Sunday, September 09, 2012

TIFF 2012 REVIEW: BYZANTIUM


BYZANTIUM
(United Kingdom/United States/Ireland, 2012)
Cast: Gemma Arterton, Saoirse Ronan, Sam Reilly, Daniel Mays, Jonny Lee Miller, Caleb Landry Jones
Written by: Moira Buffini
Directed by: Neil Jordan

The always-surprising Neil Jordan revisits the world of the undead for the first time since his 1994 adaptation of a certain famous Anne Rice novel, but don't mention the "v-word"--no one in the film ever does. 

More than 200 years old but trapped in the image of a teenager,  Eleanor Webb (Ronan) has chronicled her life in a journal, which she disposes of page by page at random locations.  Subsiding on human blood, she shows mercy in her feeding, targeting those who desire the release that death can bring.  She lives with haughty, voluptuous Clara (Arterton, every film should have one...), introduced as her "muse", who is also immortal and seduces her prey in her job as a stripper.  When pursued by a mysterious assassin, Clara beheads him and then hits the road as a fugitive with Eleanor in tow.

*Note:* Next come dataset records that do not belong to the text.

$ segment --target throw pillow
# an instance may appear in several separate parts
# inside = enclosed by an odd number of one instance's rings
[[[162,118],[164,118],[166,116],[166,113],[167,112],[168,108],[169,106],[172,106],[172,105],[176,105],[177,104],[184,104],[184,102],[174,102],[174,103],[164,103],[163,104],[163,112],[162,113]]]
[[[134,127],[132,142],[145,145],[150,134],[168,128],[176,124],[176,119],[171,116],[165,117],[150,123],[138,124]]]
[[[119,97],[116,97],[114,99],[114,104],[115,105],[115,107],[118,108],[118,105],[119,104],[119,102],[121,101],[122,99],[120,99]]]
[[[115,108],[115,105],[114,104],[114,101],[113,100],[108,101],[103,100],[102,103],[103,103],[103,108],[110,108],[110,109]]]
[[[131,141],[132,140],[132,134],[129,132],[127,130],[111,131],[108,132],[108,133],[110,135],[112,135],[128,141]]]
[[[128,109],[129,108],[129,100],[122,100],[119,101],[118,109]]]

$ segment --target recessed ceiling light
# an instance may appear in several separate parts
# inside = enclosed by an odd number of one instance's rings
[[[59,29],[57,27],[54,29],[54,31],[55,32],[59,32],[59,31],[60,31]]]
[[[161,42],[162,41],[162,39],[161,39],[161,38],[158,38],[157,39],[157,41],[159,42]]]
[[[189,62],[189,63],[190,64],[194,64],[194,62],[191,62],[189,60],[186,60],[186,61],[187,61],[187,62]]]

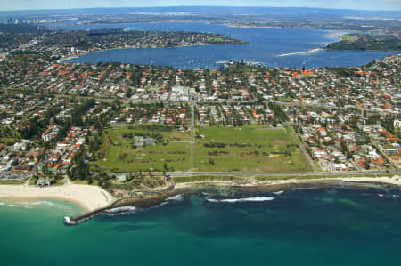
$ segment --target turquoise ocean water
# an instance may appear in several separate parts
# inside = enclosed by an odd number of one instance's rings
[[[62,222],[82,212],[74,204],[2,200],[0,254],[2,265],[400,265],[400,195],[207,189],[78,226]]]

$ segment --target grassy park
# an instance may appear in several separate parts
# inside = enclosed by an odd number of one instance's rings
[[[156,145],[135,147],[135,135],[158,138]],[[189,131],[171,127],[113,127],[108,129],[92,162],[96,172],[188,171]],[[312,171],[286,128],[265,125],[197,127],[195,172]]]
[[[312,171],[286,128],[262,125],[197,129],[194,171]]]
[[[162,130],[160,130],[162,129]],[[162,136],[162,141],[135,148],[135,134],[148,138]],[[159,136],[160,139],[160,136]],[[190,168],[190,132],[171,127],[113,127],[103,136],[91,169],[102,173],[134,171],[188,171]],[[186,141],[186,142],[185,142]]]

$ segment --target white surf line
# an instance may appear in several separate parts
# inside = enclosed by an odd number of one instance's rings
[[[289,56],[289,55],[296,55],[296,54],[308,54],[308,53],[312,53],[317,51],[323,50],[322,48],[316,48],[316,49],[312,49],[307,52],[291,52],[291,53],[283,53],[283,54],[280,54],[277,55],[277,57],[282,57],[282,56]]]

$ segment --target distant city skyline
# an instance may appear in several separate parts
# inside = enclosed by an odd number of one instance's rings
[[[401,0],[0,0],[0,11],[156,6],[272,6],[401,11]]]

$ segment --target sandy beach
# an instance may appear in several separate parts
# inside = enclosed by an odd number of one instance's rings
[[[1,185],[0,197],[65,199],[79,204],[87,211],[104,207],[114,201],[114,197],[100,187],[76,184],[45,188]]]

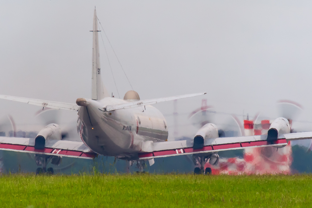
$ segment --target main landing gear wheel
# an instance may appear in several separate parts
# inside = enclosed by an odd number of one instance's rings
[[[49,167],[46,170],[46,173],[48,174],[53,175],[54,174],[54,171],[53,170],[53,168],[52,167]]]
[[[210,175],[212,172],[211,168],[210,167],[206,167],[205,169],[205,175]]]
[[[194,168],[194,174],[196,175],[200,174],[200,168],[198,167]]]
[[[43,173],[43,170],[41,167],[38,167],[36,170],[36,175]]]

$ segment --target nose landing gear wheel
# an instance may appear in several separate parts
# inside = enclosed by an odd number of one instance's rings
[[[43,170],[41,167],[38,167],[36,170],[36,175],[43,173]]]
[[[53,170],[53,168],[52,167],[49,167],[48,168],[48,169],[46,170],[46,173],[48,174],[53,175],[54,174],[54,171]]]
[[[211,172],[211,168],[210,167],[206,167],[205,169],[205,175],[210,175]]]
[[[200,168],[198,167],[194,168],[194,174],[196,175],[200,174]]]

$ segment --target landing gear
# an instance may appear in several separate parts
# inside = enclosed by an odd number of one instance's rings
[[[43,170],[41,167],[38,167],[36,170],[36,175],[43,173]]]
[[[54,174],[54,171],[53,170],[53,168],[52,167],[49,167],[48,168],[48,169],[46,170],[46,173],[48,174],[53,175]]]
[[[211,168],[210,167],[206,167],[205,169],[205,175],[210,175],[211,174]]]
[[[196,175],[200,174],[200,168],[198,167],[196,167],[194,168],[194,174]]]
[[[143,169],[146,168],[147,166],[145,163],[145,161],[144,160],[140,160],[137,161],[136,167],[139,168],[139,171],[137,172],[143,172]]]
[[[217,165],[219,162],[219,155],[217,154],[213,154],[208,155],[203,155],[202,154],[194,154],[192,157],[193,162],[195,165],[194,174],[203,174],[209,175],[211,174],[211,168],[207,167],[205,169],[205,165],[207,162],[213,165]]]
[[[46,173],[48,174],[53,175],[54,173],[53,168],[52,167],[49,167],[47,169],[47,165],[51,161],[51,164],[56,166],[58,165],[61,162],[62,157],[60,156],[36,154],[35,155],[35,160],[36,161],[37,165],[38,166],[43,166],[42,168],[38,167],[37,168],[37,170],[36,170],[36,175]]]

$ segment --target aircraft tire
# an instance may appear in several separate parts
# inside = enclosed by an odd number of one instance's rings
[[[211,168],[206,167],[205,169],[205,175],[210,175],[212,172]]]
[[[194,174],[196,175],[200,174],[200,168],[198,167],[194,168]]]
[[[43,170],[41,167],[38,167],[36,170],[36,175],[43,173]]]
[[[53,168],[49,167],[46,170],[46,172],[48,174],[53,175],[54,174],[54,171],[53,170]]]

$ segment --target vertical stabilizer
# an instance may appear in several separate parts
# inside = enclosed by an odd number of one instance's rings
[[[101,78],[101,66],[100,62],[99,38],[98,35],[97,17],[94,10],[93,17],[93,49],[92,51],[92,99],[100,100],[109,97]]]

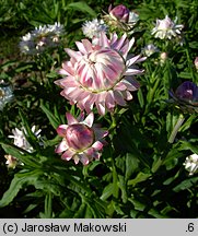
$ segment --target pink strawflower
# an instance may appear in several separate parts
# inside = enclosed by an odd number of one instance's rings
[[[142,73],[133,64],[144,60],[140,55],[128,59],[135,39],[124,34],[119,39],[105,33],[100,37],[77,42],[79,51],[66,49],[70,60],[62,63],[63,79],[55,83],[63,88],[61,95],[77,104],[81,110],[91,113],[95,105],[101,115],[113,111],[115,106],[132,99],[130,92],[139,88],[133,75]]]
[[[125,23],[129,21],[129,9],[123,4],[119,4],[115,8],[112,8],[112,4],[108,8],[108,13],[114,20],[118,20]]]
[[[88,165],[93,158],[98,160],[103,149],[101,140],[108,132],[93,125],[93,113],[85,119],[83,115],[75,119],[69,113],[66,117],[68,125],[60,125],[57,128],[62,141],[56,148],[56,153],[62,153],[61,158],[66,161],[73,158],[75,164],[80,161],[83,165]]]

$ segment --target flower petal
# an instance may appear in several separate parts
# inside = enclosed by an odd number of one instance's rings
[[[57,133],[60,135],[60,137],[66,137],[66,130],[67,130],[68,126],[67,125],[60,125],[58,128],[57,128]]]

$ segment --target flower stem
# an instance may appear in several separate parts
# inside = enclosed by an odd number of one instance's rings
[[[173,143],[173,142],[174,142],[175,137],[176,137],[176,134],[177,134],[177,132],[178,132],[180,126],[183,125],[184,120],[185,120],[185,118],[184,118],[184,116],[180,114],[179,117],[178,117],[178,120],[177,120],[177,122],[176,122],[176,125],[175,125],[175,127],[174,127],[174,129],[173,129],[173,131],[172,131],[172,133],[171,133],[171,135],[170,135],[170,139],[168,139],[168,141],[167,141],[168,143]]]

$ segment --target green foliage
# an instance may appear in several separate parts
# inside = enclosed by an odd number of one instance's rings
[[[140,20],[131,36],[132,55],[148,44],[159,51],[139,67],[140,88],[126,107],[112,115],[95,116],[108,129],[107,144],[100,161],[88,166],[66,162],[55,153],[61,141],[56,129],[67,123],[66,111],[79,109],[60,96],[54,81],[68,60],[63,48],[75,49],[83,38],[81,27],[108,11],[108,2],[66,0],[3,0],[0,2],[0,80],[14,87],[14,99],[0,110],[0,181],[4,192],[0,208],[20,210],[24,217],[197,217],[197,174],[190,176],[184,162],[198,154],[198,116],[170,102],[171,90],[184,81],[198,84],[194,66],[198,48],[198,3],[195,0],[114,1],[137,12]],[[151,35],[156,19],[168,15],[184,24],[183,44]],[[42,56],[19,52],[20,38],[35,26],[60,22],[61,45]],[[161,52],[167,58],[161,61]],[[20,56],[19,56],[20,55]],[[175,130],[180,117],[184,122]],[[36,125],[42,139],[32,131]],[[12,129],[24,127],[33,152],[8,139]],[[170,137],[175,137],[170,142]],[[5,154],[22,165],[5,166]],[[4,173],[9,178],[4,178]],[[4,180],[5,179],[5,180]],[[10,186],[10,187],[9,187]],[[4,214],[5,215],[5,214]]]

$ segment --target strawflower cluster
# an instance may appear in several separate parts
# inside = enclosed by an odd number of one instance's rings
[[[114,111],[116,105],[126,106],[140,86],[133,75],[143,72],[135,64],[145,59],[129,55],[133,42],[126,34],[118,38],[114,33],[108,38],[102,32],[92,42],[77,42],[78,51],[67,48],[70,60],[59,71],[65,78],[55,81],[63,88],[61,95],[88,114],[94,105],[100,115]]]
[[[62,34],[63,26],[57,22],[54,25],[38,26],[22,37],[20,50],[26,55],[39,55],[48,48],[57,47]]]

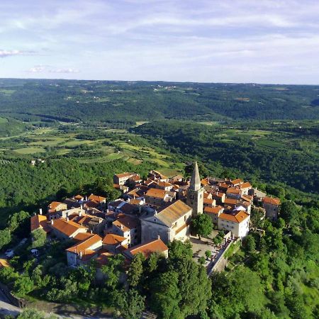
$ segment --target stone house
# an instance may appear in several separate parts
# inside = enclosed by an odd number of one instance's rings
[[[218,228],[230,231],[235,237],[242,238],[250,230],[250,216],[244,211],[222,213],[218,216]]]
[[[160,237],[168,244],[174,239],[185,240],[189,236],[192,208],[181,201],[177,201],[159,213],[141,218],[142,242]]]
[[[280,199],[265,196],[262,198],[262,207],[266,210],[266,217],[273,220],[278,219]]]

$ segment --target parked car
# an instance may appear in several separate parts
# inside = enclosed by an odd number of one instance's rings
[[[8,258],[12,258],[14,256],[13,250],[8,250],[4,254]]]

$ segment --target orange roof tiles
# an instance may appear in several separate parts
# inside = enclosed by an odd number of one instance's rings
[[[167,181],[159,181],[157,182],[157,185],[160,187],[169,187],[172,186],[171,183],[167,183]]]
[[[69,237],[75,233],[79,228],[87,229],[86,227],[81,226],[72,220],[67,221],[65,218],[54,220],[53,224],[51,225],[51,227]]]
[[[82,242],[83,240],[86,240],[90,237],[92,237],[93,235],[94,234],[91,234],[91,233],[79,233],[73,237],[73,239],[78,242]]]
[[[65,250],[67,252],[69,252],[79,253],[80,252],[84,252],[86,250],[90,250],[90,248],[94,245],[98,243],[99,241],[101,241],[101,244],[102,238],[100,236],[99,236],[99,235],[95,234],[93,236],[91,236],[90,237],[84,240],[83,242],[76,244],[74,246],[70,247],[69,248],[67,248]]]
[[[191,208],[186,205],[181,200],[177,201],[166,208],[157,213],[155,217],[165,225],[171,226],[174,223],[184,216],[186,213],[189,213]]]
[[[137,219],[123,214],[119,215],[118,216],[118,218],[113,222],[113,225],[123,229],[125,232],[138,227]]]
[[[106,245],[118,245],[125,240],[125,237],[119,236],[118,235],[107,234],[103,238],[103,243]]]
[[[204,208],[204,212],[206,213],[218,214],[218,213],[220,213],[221,211],[223,211],[222,206],[205,207],[205,208]]]
[[[227,193],[230,194],[240,194],[240,189],[237,189],[235,187],[230,187],[227,191]]]
[[[242,181],[243,181],[242,179],[233,179],[233,180],[230,181],[230,183],[233,185],[238,185],[238,184],[242,183]]]
[[[101,250],[99,252],[101,252]],[[99,256],[96,257],[96,259],[95,260],[98,263],[99,267],[104,266],[108,263],[108,258],[113,255],[113,254],[112,254],[111,252],[100,252],[100,254],[99,254]]]
[[[226,183],[218,183],[218,186],[222,189],[228,189],[228,187],[230,187],[230,185],[228,185]]]
[[[87,260],[91,259],[97,254],[97,252],[93,250],[84,250],[82,252],[82,257],[81,260],[82,262],[86,262]]]
[[[49,204],[50,209],[56,209],[60,205],[63,205],[63,203],[60,201],[52,201]]]
[[[160,239],[157,239],[144,244],[138,245],[137,246],[129,248],[125,250],[125,252],[129,252],[133,256],[141,252],[146,258],[147,258],[152,252],[164,252],[167,250],[167,246]]]
[[[8,260],[6,259],[0,259],[0,268],[3,268],[3,267],[11,267],[11,266],[10,265],[10,264],[8,262]]]
[[[122,173],[122,174],[116,174],[116,176],[118,177],[119,179],[121,179],[122,177],[130,177],[130,176],[133,175],[134,173]]]
[[[166,191],[164,189],[150,189],[147,191],[145,196],[150,197],[155,197],[157,198],[164,199],[166,195]]]
[[[77,195],[77,196],[74,196],[74,198],[77,199],[78,201],[82,201],[84,198],[82,196],[81,196],[81,195]]]
[[[203,186],[209,185],[208,180],[207,179],[203,179],[201,181],[201,184]]]
[[[101,202],[105,201],[106,199],[106,197],[102,197],[102,196],[99,196],[94,195],[93,194],[91,194],[89,196],[89,199],[90,201],[97,201],[98,203],[101,203]]]
[[[268,196],[264,197],[262,201],[267,204],[280,205],[280,199],[276,198],[274,197],[268,197]]]
[[[35,215],[31,217],[31,232],[38,229],[42,228],[45,233],[49,233],[50,229],[47,225],[47,217],[43,215]]]
[[[213,204],[214,202],[216,202],[215,199],[208,198],[206,197],[203,198],[203,203]]]
[[[249,189],[252,187],[252,184],[249,181],[246,181],[240,185],[240,189]]]
[[[225,204],[226,205],[236,205],[237,203],[237,199],[233,198],[225,198]]]
[[[243,211],[239,211],[236,215],[225,214],[225,213],[222,213],[219,216],[219,218],[220,219],[224,219],[226,220],[230,220],[230,221],[237,223],[241,223],[242,221],[245,220],[248,217],[249,217],[249,215]]]

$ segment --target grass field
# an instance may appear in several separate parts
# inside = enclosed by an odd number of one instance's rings
[[[23,147],[23,148],[18,148],[14,150],[14,152],[18,154],[36,154],[36,153],[44,153],[45,150],[43,147]]]

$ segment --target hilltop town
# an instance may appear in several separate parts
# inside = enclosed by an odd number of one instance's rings
[[[248,234],[252,208],[262,212],[262,219],[276,220],[280,206],[279,199],[267,196],[240,179],[201,179],[196,162],[190,180],[181,175],[168,178],[155,170],[146,180],[138,174],[124,172],[113,176],[113,187],[122,195],[112,201],[99,194],[78,194],[52,201],[46,213],[40,208],[32,216],[31,232],[40,228],[49,238],[72,240],[72,245],[61,251],[66,253],[69,267],[92,260],[101,267],[118,254],[128,262],[138,253],[147,258],[160,252],[167,257],[169,243],[191,239],[196,247],[194,258],[199,260],[198,252],[201,256],[210,252],[205,262],[209,272],[220,252]],[[198,240],[191,225],[201,214],[210,217],[215,230]],[[211,240],[220,236],[220,231],[222,242],[216,245]],[[205,250],[201,249],[201,243]],[[37,250],[33,252],[38,253]]]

They hole up in a run down hotel in a coastal town, Byzantium, run by dim Noel (Mays), who honestly believes Clara would select him as her lover for no other reason.  She passes off Eleanor, who has visions of a past life there, as her sister, and turns the hotel into a busy brothel.

Via flashbacks, we learn that Clara violated the rules of the exclusively patriarchal vampire subculture--“The Pointed Nails of Justice” –by converting females to the order, whose agents have been pursuing the duo for centuries (18th century flashbacks with Jonny Lee Miller are more than a bit too broad and hokey, but are essential to the narrative).  The conversion of a human to a new “sucreant” involves a remote island and flocks of blackbirds and gushing waterfalls of blood, and, while not making a link of sense, makes for gloriously baroque viewing.

Meanwhile Eleanor enrols in the local high school and befriends Frank (Jones, also appearing in Brandon Cronenberg's "Antiviral"), a fellow wallflower who wins her trust and brings out the truth about her unique life.  He learns that Clara is, in fact, her mother.  Clara was born in 1804 yet remains forever sixteen.  Transformed, she and her mother must drink human blood to live.  When Eleanor learns Frank has leukemia, she realizes she can grant him life, via death.  But should she...?

Not your traditional "vampire" yarn, the women sport no fangs--instead, an elongated nail that can  sever arteries. They can move about in broad daylight, but still must be invited into a person's home. 
Saoirse Ronan dazzles once again with her lissom, chameleonic quality--alternately naive and worldly, frail and menacing (she's only 18 years old)--which brought her an Oscar nomination for her first role in "Atonement".  She continued to impress in Peter Jackson's underrated "The Lovely Bones", and of course, secured a place in the hearts of action buffs as "Hanna". 

Screenwriter Buffini based her screenplay on her own Young Adult play "A Vampire's Tale".  Otherwise relatively straight-forward chase yarn with some elements of Jordan's self-penned "Mona Lisa", "The Crying Game", and "Ondine", "Byzantium" does offer a unique Gaelic twist on traditional elements, with Sam Bobbitt's cinematography evocatively capturing the story's duelling eras of gritty, contemporary realism and operatic, Hammer-esque Gothic fantasy.